PITTSBURGH (KDKA) — For high school seniors, this is the time of year for thinking about prom, graduation and moving on to college, but one local student is using her senior year to serve a greater purpose.
There are a lot of school districts who love to recognize their student athletes, and for good reason. For instance, Caitlin Workmaster, a senior at Keystone Oaks High School, plays soccer and basketball, but she is also a fundraiser.
Workmaster wanted to make it her job to help raise money for kids with cancer. Her little brother wasn’t even 2 years old when her family learned he had a rare blood cancer.
“When he was diagnosed, my family was completely caught off guard. You always are when there is a cancer diagnosis in the family,” Workmaster said.
He’s now a cancer survivor and a freshman at Keystone Oaks. His story is a big part of the reason Caitlin has entered a challenge to raise as much money as she could in just seven weeks for the Leukemia & Lymphoma Society.
Heather Scanlon, a Keystone Oaks career readiness advisor, gave her a friendly nudge.
“Can you be an outstanding citizen?
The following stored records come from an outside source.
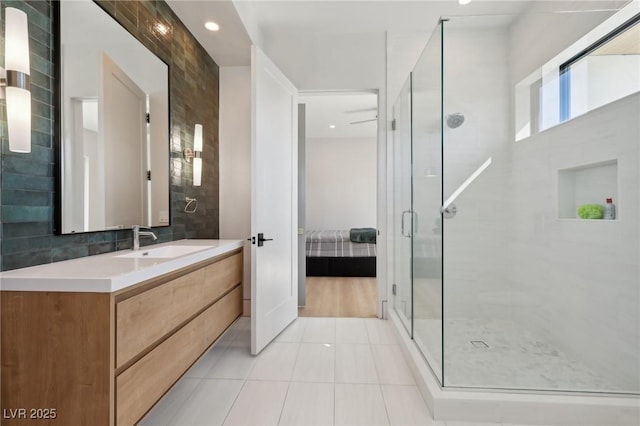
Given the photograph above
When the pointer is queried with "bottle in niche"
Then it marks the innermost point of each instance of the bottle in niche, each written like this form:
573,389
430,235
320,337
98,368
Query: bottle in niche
609,210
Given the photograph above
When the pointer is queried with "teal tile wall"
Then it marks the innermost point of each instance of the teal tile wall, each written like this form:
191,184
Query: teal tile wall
27,181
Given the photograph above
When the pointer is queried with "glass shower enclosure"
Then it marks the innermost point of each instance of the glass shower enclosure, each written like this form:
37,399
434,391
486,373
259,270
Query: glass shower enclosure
498,282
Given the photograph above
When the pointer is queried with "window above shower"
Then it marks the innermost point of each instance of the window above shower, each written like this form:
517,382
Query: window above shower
600,68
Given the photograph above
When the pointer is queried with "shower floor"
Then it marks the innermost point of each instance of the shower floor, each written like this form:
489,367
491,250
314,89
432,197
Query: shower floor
513,357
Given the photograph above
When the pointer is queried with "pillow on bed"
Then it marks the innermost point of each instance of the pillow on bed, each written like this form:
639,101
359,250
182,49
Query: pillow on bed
363,235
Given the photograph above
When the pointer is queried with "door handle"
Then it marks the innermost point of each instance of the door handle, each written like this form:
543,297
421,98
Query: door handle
262,239
402,224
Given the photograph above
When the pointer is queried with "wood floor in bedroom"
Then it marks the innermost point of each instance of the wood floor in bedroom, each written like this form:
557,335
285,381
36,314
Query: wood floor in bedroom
340,297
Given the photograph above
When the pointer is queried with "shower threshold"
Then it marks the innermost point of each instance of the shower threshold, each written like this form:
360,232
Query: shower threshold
521,407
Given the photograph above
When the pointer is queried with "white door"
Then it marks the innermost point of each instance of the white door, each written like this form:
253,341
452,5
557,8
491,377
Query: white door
274,264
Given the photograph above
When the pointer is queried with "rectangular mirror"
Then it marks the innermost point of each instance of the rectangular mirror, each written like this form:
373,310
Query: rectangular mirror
114,135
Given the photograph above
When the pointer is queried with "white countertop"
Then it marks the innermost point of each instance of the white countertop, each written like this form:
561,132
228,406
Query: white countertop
106,273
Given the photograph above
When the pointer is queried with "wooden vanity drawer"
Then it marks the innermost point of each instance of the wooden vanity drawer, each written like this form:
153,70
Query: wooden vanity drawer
144,383
141,385
219,316
221,276
145,318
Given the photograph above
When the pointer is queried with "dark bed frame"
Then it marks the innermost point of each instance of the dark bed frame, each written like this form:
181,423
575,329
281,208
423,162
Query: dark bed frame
341,266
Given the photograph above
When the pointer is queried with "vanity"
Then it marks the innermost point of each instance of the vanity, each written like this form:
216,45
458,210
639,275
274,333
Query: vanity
99,340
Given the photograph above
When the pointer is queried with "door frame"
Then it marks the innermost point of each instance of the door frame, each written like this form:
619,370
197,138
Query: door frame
381,199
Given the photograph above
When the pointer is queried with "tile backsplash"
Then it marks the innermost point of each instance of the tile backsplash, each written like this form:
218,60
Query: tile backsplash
28,187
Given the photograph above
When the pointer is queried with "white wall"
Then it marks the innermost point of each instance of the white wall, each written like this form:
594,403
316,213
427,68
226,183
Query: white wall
475,84
578,281
341,176
581,277
235,164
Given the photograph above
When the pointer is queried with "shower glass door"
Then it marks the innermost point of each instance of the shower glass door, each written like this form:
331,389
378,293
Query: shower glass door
402,214
427,199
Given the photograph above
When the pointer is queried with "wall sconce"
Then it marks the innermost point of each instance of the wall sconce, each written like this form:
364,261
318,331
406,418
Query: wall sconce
15,82
196,154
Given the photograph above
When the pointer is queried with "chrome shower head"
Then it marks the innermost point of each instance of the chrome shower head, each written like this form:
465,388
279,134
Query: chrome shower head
455,120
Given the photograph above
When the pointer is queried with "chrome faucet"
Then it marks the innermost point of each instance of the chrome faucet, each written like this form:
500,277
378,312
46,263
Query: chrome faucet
137,233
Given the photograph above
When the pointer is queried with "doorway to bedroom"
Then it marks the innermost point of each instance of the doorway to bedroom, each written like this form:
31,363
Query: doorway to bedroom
338,178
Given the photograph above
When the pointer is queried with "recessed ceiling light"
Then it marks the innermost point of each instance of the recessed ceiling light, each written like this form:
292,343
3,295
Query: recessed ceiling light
211,26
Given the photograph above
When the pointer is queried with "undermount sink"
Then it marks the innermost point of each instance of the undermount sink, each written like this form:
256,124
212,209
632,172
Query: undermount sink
164,252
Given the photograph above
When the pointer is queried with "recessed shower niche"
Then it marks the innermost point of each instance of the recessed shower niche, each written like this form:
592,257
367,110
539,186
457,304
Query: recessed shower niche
589,183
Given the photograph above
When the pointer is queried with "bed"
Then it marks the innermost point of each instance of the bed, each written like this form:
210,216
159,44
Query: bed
332,253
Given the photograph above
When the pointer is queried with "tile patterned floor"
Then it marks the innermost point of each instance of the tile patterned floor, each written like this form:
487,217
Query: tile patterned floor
319,371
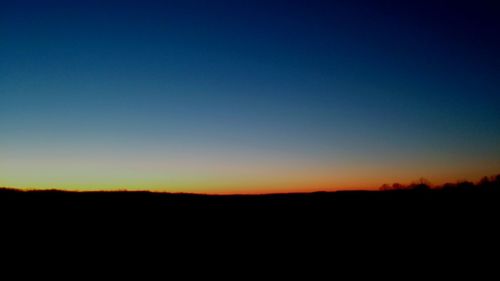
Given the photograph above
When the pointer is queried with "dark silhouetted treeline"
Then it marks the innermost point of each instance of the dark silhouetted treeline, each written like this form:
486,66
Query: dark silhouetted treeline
485,184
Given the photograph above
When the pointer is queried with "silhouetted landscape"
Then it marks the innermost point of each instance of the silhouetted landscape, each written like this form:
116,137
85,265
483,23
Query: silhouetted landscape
416,198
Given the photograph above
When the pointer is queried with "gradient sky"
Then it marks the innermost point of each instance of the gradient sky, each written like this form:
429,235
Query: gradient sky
247,96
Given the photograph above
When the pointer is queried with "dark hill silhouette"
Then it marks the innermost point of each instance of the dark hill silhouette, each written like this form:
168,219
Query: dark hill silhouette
418,198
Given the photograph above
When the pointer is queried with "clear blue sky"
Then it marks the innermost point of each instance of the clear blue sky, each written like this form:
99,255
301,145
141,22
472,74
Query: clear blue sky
247,96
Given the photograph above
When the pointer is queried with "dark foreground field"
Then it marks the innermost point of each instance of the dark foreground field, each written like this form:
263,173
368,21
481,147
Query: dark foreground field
348,225
448,204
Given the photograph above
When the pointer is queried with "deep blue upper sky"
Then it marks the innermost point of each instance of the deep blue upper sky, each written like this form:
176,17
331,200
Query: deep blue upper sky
386,82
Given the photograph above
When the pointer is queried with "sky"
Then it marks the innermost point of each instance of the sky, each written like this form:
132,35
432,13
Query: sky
247,96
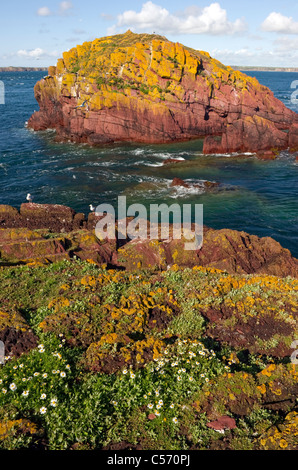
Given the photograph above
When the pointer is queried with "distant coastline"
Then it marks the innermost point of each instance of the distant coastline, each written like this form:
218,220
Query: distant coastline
235,67
23,69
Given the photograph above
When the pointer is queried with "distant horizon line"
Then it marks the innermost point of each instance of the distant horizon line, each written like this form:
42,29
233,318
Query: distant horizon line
235,67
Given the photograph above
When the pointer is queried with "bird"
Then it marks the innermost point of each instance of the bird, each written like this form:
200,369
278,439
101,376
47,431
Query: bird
81,105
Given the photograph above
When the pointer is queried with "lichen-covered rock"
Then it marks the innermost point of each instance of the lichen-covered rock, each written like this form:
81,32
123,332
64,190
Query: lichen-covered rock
142,87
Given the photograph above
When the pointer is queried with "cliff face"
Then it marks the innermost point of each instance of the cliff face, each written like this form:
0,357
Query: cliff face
144,88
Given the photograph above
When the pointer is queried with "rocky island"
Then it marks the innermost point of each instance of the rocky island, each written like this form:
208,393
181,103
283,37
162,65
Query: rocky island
144,88
139,347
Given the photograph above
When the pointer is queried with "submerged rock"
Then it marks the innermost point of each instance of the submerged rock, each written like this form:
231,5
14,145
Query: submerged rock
144,88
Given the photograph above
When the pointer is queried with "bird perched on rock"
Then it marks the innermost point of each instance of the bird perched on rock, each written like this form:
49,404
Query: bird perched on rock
81,105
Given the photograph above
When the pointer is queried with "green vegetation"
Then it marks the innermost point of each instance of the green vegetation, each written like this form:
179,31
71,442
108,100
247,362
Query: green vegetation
120,356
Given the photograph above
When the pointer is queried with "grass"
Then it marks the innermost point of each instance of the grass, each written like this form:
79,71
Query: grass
132,356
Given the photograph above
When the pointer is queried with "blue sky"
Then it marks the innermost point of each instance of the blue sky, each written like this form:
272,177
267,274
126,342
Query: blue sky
36,32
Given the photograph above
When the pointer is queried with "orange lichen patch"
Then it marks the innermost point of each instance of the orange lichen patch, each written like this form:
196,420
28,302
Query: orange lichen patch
281,437
70,58
60,68
12,319
59,303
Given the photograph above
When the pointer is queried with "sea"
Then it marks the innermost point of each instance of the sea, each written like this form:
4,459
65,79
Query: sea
255,196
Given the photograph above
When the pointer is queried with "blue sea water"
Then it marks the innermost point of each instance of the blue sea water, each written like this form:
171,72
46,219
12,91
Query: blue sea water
259,197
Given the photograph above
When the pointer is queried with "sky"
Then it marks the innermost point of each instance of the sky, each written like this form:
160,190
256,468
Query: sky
34,33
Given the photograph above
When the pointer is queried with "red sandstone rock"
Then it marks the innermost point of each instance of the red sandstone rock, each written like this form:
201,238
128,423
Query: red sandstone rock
180,182
198,98
223,423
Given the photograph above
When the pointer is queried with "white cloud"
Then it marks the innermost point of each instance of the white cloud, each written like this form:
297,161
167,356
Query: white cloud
211,19
278,23
44,11
64,9
36,53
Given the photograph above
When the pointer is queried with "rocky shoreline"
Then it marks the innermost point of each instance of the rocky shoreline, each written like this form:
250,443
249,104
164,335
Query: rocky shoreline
42,233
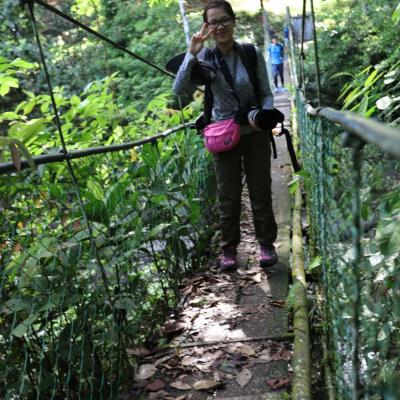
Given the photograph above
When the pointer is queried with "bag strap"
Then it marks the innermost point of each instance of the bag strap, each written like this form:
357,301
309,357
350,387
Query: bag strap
226,72
248,55
208,96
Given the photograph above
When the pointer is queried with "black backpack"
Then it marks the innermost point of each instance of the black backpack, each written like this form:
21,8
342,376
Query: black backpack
248,55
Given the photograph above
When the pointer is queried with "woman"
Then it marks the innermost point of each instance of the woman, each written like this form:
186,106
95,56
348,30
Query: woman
253,150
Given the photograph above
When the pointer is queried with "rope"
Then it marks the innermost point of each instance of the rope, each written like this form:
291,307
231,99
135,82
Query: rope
97,34
65,151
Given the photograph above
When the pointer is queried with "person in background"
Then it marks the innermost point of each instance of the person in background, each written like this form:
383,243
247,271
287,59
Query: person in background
254,148
276,54
286,35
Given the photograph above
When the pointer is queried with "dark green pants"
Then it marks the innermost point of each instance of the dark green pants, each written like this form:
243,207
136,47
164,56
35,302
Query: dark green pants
254,153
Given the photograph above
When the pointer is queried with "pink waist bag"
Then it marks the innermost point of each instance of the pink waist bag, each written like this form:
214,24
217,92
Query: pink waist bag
221,136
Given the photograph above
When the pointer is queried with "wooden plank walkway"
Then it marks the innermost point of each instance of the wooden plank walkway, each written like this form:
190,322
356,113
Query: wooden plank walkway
222,329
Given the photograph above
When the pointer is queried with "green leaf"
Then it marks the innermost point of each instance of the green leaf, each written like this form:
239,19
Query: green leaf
294,184
27,131
396,14
315,263
26,154
19,63
15,305
95,189
388,235
21,329
384,102
156,231
15,156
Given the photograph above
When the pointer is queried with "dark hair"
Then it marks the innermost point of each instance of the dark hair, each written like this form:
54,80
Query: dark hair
218,4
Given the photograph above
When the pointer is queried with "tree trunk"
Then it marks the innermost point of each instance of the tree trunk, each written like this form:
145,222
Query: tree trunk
185,22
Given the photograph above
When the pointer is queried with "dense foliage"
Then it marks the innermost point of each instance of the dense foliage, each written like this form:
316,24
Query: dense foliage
364,42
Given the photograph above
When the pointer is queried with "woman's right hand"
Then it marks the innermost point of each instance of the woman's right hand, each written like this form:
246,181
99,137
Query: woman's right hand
198,39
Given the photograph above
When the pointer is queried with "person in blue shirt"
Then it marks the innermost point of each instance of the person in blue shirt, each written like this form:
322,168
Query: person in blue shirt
275,51
286,35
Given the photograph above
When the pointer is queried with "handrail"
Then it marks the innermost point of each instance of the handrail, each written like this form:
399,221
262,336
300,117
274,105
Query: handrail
97,34
58,157
369,131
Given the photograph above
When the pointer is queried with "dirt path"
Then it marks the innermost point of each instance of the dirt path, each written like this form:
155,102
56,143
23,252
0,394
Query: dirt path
222,333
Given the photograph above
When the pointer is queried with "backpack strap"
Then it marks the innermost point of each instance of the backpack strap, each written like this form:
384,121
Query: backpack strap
208,96
248,56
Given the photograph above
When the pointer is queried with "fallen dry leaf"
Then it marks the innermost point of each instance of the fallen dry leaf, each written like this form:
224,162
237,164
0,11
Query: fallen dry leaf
145,371
278,384
243,377
138,351
155,386
179,385
206,385
171,326
278,303
245,349
161,395
281,355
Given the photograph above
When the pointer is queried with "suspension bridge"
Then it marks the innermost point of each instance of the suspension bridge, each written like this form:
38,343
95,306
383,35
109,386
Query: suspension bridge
77,288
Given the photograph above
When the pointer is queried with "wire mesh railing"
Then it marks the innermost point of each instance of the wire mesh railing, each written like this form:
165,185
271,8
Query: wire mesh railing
351,176
95,242
353,200
73,307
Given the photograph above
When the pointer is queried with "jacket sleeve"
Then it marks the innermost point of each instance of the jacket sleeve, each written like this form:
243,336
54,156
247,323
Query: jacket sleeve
183,84
265,93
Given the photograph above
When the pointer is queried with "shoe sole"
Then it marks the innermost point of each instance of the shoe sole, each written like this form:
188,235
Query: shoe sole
231,268
265,264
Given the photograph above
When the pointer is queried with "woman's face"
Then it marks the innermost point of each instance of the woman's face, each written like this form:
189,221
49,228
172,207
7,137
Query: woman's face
222,23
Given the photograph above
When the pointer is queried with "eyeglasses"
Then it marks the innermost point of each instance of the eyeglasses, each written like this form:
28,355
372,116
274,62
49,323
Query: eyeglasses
225,22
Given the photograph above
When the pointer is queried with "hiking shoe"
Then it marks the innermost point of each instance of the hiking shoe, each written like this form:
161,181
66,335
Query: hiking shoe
228,260
268,256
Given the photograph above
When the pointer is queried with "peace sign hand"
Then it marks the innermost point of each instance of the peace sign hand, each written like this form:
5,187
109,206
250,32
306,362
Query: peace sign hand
198,39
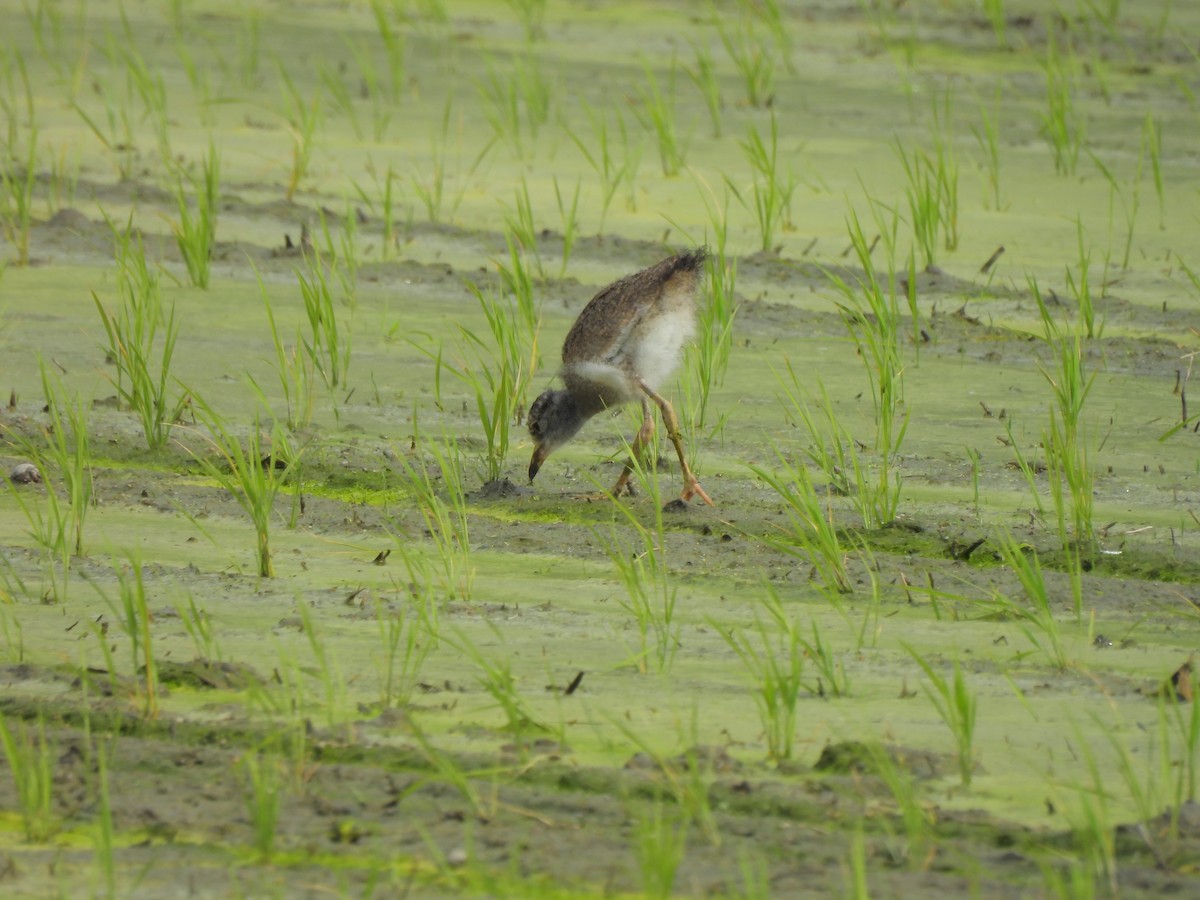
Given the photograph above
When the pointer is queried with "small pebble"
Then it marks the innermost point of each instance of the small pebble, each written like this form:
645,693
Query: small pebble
25,473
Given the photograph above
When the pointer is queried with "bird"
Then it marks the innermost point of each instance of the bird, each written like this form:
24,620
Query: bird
624,345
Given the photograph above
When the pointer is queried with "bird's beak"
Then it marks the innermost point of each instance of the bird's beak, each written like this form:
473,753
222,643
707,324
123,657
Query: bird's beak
539,456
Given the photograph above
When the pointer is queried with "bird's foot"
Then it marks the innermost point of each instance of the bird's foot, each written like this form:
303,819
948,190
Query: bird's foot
691,489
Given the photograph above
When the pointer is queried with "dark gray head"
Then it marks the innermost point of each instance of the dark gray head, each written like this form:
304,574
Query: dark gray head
553,419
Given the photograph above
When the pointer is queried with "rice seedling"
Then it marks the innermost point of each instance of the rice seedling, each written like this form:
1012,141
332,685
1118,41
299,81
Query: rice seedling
657,112
445,517
142,341
532,17
1152,147
135,617
1062,125
497,371
919,845
327,345
429,180
1065,439
495,676
1091,820
303,118
149,84
754,59
775,665
103,840
69,447
196,231
708,357
569,219
931,189
402,658
198,624
703,76
1037,619
11,629
957,706
297,369
394,49
1179,726
660,835
640,561
831,671
331,682
521,227
871,313
31,765
383,204
811,534
115,132
263,801
771,195
600,153
17,198
252,474
858,886
517,101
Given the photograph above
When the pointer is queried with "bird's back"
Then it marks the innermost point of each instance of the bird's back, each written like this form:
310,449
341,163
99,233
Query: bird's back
613,323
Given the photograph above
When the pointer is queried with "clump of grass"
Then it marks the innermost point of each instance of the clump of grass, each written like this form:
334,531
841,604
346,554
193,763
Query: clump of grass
17,199
303,118
658,114
957,706
771,195
871,312
403,654
31,765
1062,125
252,474
142,341
498,367
660,835
754,59
295,367
643,569
197,228
133,616
601,154
703,76
429,179
433,479
263,801
519,102
775,665
328,345
813,533
1065,439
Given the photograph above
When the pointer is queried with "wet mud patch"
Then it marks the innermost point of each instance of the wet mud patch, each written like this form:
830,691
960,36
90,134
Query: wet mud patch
467,684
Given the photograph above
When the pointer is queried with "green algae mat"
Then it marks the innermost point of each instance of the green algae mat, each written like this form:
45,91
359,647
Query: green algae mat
280,611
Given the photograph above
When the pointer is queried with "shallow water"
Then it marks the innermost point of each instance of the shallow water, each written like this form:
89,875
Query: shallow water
373,793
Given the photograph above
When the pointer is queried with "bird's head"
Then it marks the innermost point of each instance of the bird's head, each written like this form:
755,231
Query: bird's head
553,419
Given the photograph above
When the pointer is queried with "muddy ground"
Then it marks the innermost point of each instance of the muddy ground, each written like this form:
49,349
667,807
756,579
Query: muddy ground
535,744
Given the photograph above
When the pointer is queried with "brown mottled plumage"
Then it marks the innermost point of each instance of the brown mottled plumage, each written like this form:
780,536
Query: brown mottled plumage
623,347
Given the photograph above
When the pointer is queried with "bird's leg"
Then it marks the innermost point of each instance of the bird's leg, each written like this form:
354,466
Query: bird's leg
635,451
690,483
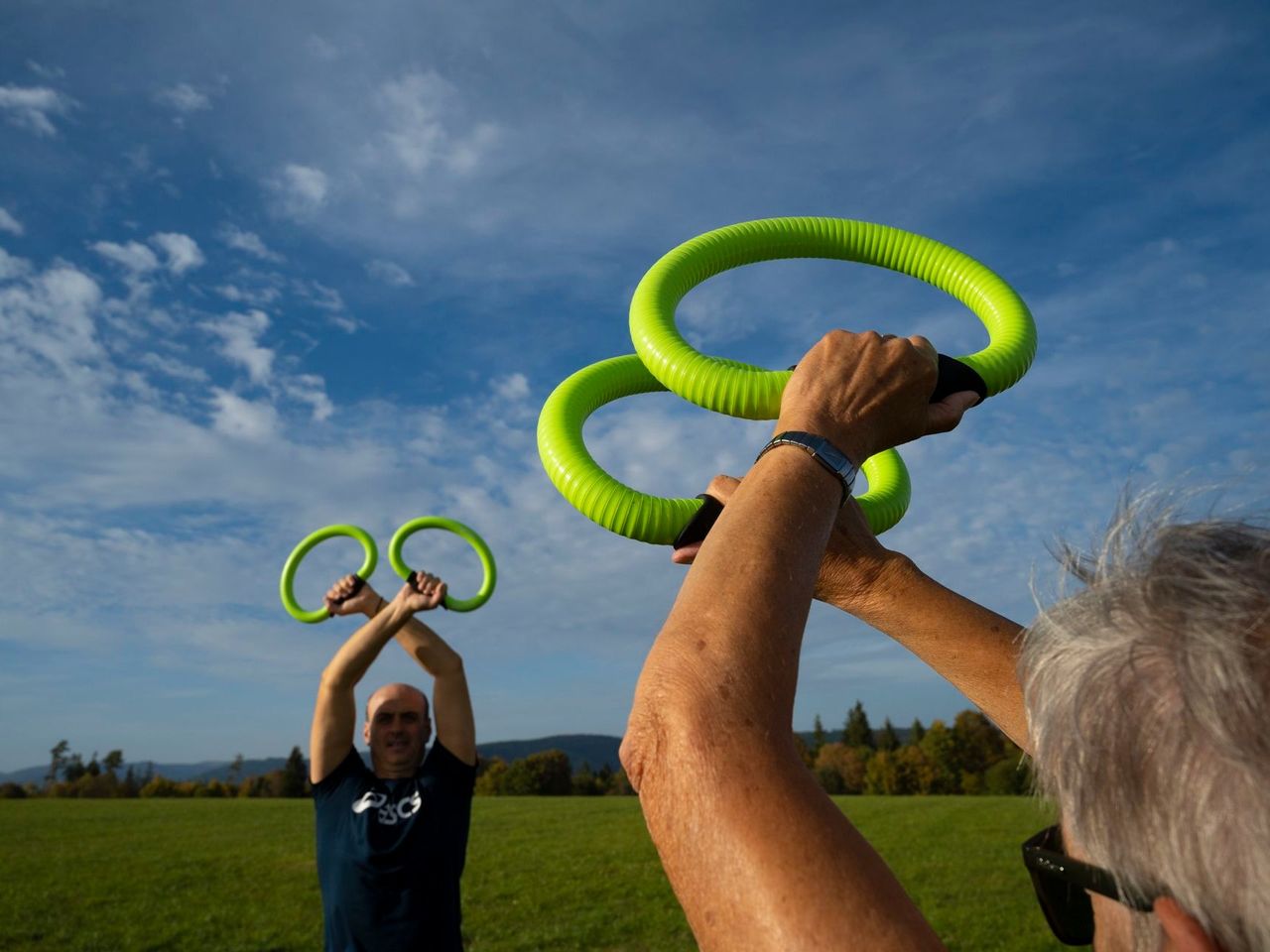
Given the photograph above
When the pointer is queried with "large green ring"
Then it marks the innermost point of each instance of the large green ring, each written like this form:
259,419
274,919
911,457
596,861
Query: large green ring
640,516
440,522
286,585
743,390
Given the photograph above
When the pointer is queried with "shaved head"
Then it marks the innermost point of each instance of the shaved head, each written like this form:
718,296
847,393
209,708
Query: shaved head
395,692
Are you going above and beyond? Are you well-rounded, helping others? You know, and that’s what is so great about Caitlin, is she took that initiative,” Scanlon said.
It was part of the LLS Student of the Year campaign.
“Kind of inspires me to help find a cure and help families like my own because I want them to have that younger brother, them to have that son that can inspire them and help them do things,” Workmaster said.
Caitlin’s plan was to do a lot of little things to raise a big amount. Some were events at local businesses.
“I did a couple events here at school. I had a basketball event where my basketball team played the boys’ high school basketball team and then we also had little dribblers come, and then my team also had a teacher recognition night, so we all picked a teacher or a staff member that we wanted to recognize,” Workmaster said.
“There’s no, really no words to describe just how amazing she really is, and like I said, it took a village to really get everyone on board and supportive, but it was nice to see everyone come together,” Scanlon said.
Workmaster’s effort, and that of 14 other Pittsburgh high school students, raised more than $150,000.